There was still a part of him that flinched when the phone rang or when a car pulled into the driveway, old habits of a boy who had learned not to trust good things. But most days, he let his shoulders drop. Most days, he remembered he didn't have to brace for impact anymore.
This house had given him space to breathe. Space to grow into someone new. Someone steady. And for the first time in his life, he believed he might actually get to stay.
But then... she came back.
It started with the sound of wheels on gravel. A car door slamming, loud and careless. Kennet, still upstairs, lying on his bed with a book open on his chest, heard the sudden noise cracking through the quiet like a warning shot. Something in him sat up before he did.
The front door opened without a knock. Then her voice. He hadn't heard it in a long time, but it hit like déjà vu. He stayed still.
Downstairs, the house changed. The air shifted, filled with noise and too many bags being dropped at once. He could hear you hugging his foster mom, and then something glass clinked against the kitchen counter. Keys? Wine bottles? Who knew. Who cared.
He stared at the ceiling. It had only taken thirty seconds for the silence to vanish.
Kennet had always felt invisible around you. Not in a sad, forgotten way, more like survival instinct. It felt like she filled every space she entered.
The peace was gone. He could feel it, like something delicate that had cracked underfoot.
-
You were in his bathroom again.
Not the guest one downstairs. Not the master en suite. His. Well, not technically his. But the one only he used, when she wasn't there.
Makeup exploded across the counter, foundation smudged on the faucet, one of her makeup brushes spilling dust onto the counter. The room smelled like hairspray and perfume and heat. Like her.
He stood in the doorway, fists clenched in the sleeves of his hoodie, jaw tight enough to crack a tooth.
She didn't even look up. Just kept brushing her hair like it was hers to do.
He didn't say anything. Didn't trust himself to.
She turned then. Her expression asking. He didn't meet her eyes. He never liked how much she seemed to belong in his space.

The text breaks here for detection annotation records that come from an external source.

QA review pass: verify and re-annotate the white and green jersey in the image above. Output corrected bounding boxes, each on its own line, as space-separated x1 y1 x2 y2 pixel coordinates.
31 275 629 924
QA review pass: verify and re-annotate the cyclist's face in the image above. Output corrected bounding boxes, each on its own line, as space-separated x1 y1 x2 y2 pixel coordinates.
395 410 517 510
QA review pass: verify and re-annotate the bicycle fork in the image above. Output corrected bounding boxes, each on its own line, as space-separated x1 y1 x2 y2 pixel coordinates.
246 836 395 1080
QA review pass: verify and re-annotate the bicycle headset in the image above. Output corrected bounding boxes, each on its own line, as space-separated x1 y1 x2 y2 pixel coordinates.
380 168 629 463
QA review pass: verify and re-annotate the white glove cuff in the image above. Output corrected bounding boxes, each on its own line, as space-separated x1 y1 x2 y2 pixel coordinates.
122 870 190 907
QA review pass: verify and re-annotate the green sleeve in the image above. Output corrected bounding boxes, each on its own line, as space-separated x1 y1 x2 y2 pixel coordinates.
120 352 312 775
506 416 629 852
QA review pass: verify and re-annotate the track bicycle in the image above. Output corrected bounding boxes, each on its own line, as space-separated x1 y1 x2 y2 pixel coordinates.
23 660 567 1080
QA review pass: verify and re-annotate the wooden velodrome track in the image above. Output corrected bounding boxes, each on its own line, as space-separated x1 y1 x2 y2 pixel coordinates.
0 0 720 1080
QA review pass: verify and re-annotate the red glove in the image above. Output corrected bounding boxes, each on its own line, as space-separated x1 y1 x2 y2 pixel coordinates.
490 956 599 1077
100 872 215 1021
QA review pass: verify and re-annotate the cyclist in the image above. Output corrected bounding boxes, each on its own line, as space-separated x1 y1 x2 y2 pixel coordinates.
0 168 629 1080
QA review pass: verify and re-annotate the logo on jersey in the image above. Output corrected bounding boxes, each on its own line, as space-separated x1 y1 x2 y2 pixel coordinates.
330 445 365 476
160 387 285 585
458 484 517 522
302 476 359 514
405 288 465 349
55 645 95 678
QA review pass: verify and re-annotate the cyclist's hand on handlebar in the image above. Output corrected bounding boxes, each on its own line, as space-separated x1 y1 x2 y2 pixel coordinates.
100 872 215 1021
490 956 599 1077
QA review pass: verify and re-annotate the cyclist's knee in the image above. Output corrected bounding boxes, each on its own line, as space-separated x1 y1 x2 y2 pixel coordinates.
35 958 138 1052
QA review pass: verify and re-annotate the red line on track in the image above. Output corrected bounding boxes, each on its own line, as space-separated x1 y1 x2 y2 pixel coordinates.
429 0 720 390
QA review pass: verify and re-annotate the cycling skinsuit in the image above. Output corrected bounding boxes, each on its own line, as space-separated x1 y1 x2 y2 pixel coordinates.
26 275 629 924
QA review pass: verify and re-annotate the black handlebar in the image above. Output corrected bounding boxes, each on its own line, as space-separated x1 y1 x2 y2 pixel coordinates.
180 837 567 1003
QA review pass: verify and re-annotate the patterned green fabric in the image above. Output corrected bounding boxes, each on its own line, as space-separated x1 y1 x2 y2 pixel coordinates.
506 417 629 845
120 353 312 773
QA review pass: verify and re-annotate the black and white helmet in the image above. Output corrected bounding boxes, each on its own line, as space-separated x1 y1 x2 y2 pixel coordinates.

Like the foster kid who'd lucked into someone else's family and never quite earned the seat at the table. Like he was just a guest in a life she'd abandoned and now decided she wanted it back.
He crossed the hallway before he could say something he'd regret—before you could tilt her head and flash that little smile that always made him feel twelve again. Powerless. Invisible.
Back in his room, he closed the door. Hard. His pulse was pounding, adrenaline screaming for release. But he didn't yell. Didn't hit anything. He just stood there, breathing through his teeth, telling himself it wasn't a big deal. Just a bathroom. Just a moment.
But that was the problem with her. Nothing ever stayed just anything.